Manifestations of coronary vasospasm vary, ranging from silent ischemia to angina at rest, various arrhythmias, infarction, or sudden death, with a 50-fold increase in risk of out-of-hospital cardiac arrest (OHCA) [Takagi et al. 2011]. The classic ECG finding is transient ST elevation in the leads corresponding to the myocardial territory affected by the artery in spasm. Involvement of the right coronary artery is more apt to trigger bradyarrhythmias, while the spasm of multiple vessels or the left anterior descending is associated with ventricular tachyarrhythmias. Other ECG findings may include ST depression, widening of the R wave, T-wave abnormalities, or reverse U waves [Yasue et al. 2008]. In patients presenting with vasospasm-provoked acute coronary syndrome, the most common arrhythmias were complete atrioventricular block, ventricular fibrillation, and sinus arrest with junctional escape rhythm [Hung et al. 2007]. Ventricular fibrillation and ventricular tachycardia are the most common arrhythmias present at the time of vasospasm-induced sudden cardiac death [Myerburg et al. 1992]. Importantly, the majority of ischemic episodes occur without symptoms [Kusama et al. 2011].

Diagnosis

Definitive diagnosis of coronary vasospasm occurs during catheterization, with provocation via acetycholine, ergonovine, or hyperventilation [Yasue et al. 2008]. The acetylcholine challenge test is highly efficacious, with 90% sensitivity for detecting coronary vasospasm [Okumura et al. 1988]. Acetylcholine testing is safe, with serious adverse reactions such as sustained ventricular tachycardia or shock, occurring in less than 1% of patients tested [Sueda et al. 2000]. Similar results were seen with ergonovine testing, with serious nonfatal adverse reactions occurring in less than 1% of patients tested [Bertrand et al. 1982]. However, death due to refractory vasospasm has been reported with ergonovine testing in other analysis and resultantly provocation testing is only undertaken in specialized centers [Buxton et al. 1980]. In the future, Rho-kinase activity may serve as a noninvasive biomarker of coronary vasospasm [Kikuchi et al. 2011]. Today, coronary vasospasm is often a clinical diagnosis, seen in patients with an episodic history of nonexertional chest pain, associated ST segment elevation, and nonobstructive coronary disease seen on catheterization.

Medical therapy

Standard treatment of coronary vasospasm includes calcium channel blockers, long-acting nitrates and smoking cessation if applicable. Both dihydropyridine and nondihydropyridine calcium channel blockers have been used, and there may also be a role for statins and angiotensin-converting enzyme (ACE) inhibitors, given their effects on endothelial function [Yasue et al. 2008]. While all calcium channel blockers are effective in reducing major cardiovascular events in patients with coronary vasospasm, benidipine, a relatively new, more cardio-selective calcium channel blocker with anti-atherosclerotic properties not available in the USA, has shown greater efficacy than amlodipine or diltiazem in preventing such events [Fukumoto et al. 2008]. Vitamin E, magnesium, and estrogen in postmenopausal women may also be useful adjunctive treatments [Yasue et al. 2008]. The Rho-kinase inhibitor fasudil has been shown to suppress acetylcholine-induced coronary vasospasm and resultant ischemia, thus becoming a potential future therapy [Masumoto et al. 2002]. β Blockade is largely contraindicated due to prolonged vasospasm-induced ischemia, presumably from unopposed α-mediated constriction within the coronary vasculature [Yasue et al. 2008].
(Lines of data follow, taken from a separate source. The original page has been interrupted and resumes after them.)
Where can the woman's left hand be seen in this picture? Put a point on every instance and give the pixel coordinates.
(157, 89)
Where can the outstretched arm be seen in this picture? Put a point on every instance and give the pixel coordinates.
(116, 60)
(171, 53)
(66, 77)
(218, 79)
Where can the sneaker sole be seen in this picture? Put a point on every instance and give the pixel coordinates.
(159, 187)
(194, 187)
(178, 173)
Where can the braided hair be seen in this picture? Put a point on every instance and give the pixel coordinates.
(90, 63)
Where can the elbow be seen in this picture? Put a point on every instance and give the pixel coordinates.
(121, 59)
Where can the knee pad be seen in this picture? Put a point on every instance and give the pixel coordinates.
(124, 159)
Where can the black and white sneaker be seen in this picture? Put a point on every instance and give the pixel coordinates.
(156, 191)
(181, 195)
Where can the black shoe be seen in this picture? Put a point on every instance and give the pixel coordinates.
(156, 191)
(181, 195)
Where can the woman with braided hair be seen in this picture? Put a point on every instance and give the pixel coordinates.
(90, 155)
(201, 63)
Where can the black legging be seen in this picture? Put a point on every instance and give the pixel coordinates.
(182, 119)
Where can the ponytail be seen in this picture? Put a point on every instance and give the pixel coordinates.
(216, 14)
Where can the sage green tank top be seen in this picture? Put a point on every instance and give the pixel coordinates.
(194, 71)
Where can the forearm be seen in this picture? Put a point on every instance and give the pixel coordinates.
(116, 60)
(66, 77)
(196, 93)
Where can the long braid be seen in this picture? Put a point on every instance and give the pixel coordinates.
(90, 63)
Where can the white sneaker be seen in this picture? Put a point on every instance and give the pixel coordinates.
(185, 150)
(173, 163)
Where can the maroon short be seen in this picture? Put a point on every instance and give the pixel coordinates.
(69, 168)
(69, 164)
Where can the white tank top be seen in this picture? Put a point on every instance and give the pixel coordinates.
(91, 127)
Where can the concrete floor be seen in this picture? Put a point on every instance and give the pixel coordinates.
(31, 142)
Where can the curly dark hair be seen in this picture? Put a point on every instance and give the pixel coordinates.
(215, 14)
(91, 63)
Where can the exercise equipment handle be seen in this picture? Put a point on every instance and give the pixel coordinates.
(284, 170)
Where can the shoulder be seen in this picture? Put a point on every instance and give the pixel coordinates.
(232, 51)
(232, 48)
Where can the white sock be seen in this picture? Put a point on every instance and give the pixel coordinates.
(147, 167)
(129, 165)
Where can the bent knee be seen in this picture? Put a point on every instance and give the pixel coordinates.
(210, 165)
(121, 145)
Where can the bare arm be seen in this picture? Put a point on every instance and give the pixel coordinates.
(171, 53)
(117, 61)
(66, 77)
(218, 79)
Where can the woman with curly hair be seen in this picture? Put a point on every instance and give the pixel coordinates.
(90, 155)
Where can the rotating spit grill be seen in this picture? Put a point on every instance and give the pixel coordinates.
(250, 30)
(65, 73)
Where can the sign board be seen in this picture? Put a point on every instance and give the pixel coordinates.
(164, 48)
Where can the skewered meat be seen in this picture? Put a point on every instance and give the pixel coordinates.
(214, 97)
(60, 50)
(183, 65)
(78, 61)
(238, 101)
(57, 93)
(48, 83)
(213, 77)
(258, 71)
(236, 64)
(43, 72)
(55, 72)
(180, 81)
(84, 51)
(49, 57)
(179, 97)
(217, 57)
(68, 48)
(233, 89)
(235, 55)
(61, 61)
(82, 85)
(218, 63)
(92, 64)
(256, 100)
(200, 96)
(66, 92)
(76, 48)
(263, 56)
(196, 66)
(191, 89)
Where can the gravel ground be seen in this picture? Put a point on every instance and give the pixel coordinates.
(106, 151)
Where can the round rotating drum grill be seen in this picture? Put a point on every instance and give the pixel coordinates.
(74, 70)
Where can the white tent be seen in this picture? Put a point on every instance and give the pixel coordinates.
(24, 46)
Therapy for refractory coronary vasospasm

Resistance to conventional medical therapy occurs frequently, with estimates approaching 20% of appropriately treated patients with coronary vasospasm [Bott-Silverman and Heupler, 1983]. Unfortunately, electrophysiological testing to identify those at highest risk for sudden cardiac death has been unreliable and cannot be used to guide therapy [Myerburg et al. 1992]. Coronary artery bypass grafting and balloon angioplasty have been unsuccessful; coronary stent implantation is sometimes used in practice but is controversial [Khatri et al. 2002]. In addition, the endothelin antagonist bosentan has demonstrated efficacy in a single case report [Krishnan et al. 2010].

Coronary stent placement

While coronary vasospasm is generally believed to be a multifocal phenomenon, there have been reports of successful treatment of focal, refractory vasospasm with coronary stent implantation. In a series of nine patients, stent placement relieved symptoms in two-thirds, including silent ischemia by Holter monitoring [Gaspardone et al. 1999]. In a subsequent series, PCI alleviated symptoms of ischemia in five of nine patients with refractory coronary vasospasm [Khatri et al. 2002]. In addition, numerous case reports have detailed symptomatic improvement with PCI, including one with successful stenting of 70 mm in the right coronary artery [Burns et al. 2007].

Caution must be advised, however, as stenting is not the ultimate panacea for refractory coronary vasospasm. Focal areas of spasm have been shown to occur in different segments of the same vessel or in different coronary vessels altogether in up to 75% of cases, thus limiting the efficacy of coronary stenting [Tanabe et al. 2002]. Furthermore, diffuse coronary vasospasm has been reported after drug-eluting stent placement, though its pathophysiology is not yet understood [Brott et al. 2006].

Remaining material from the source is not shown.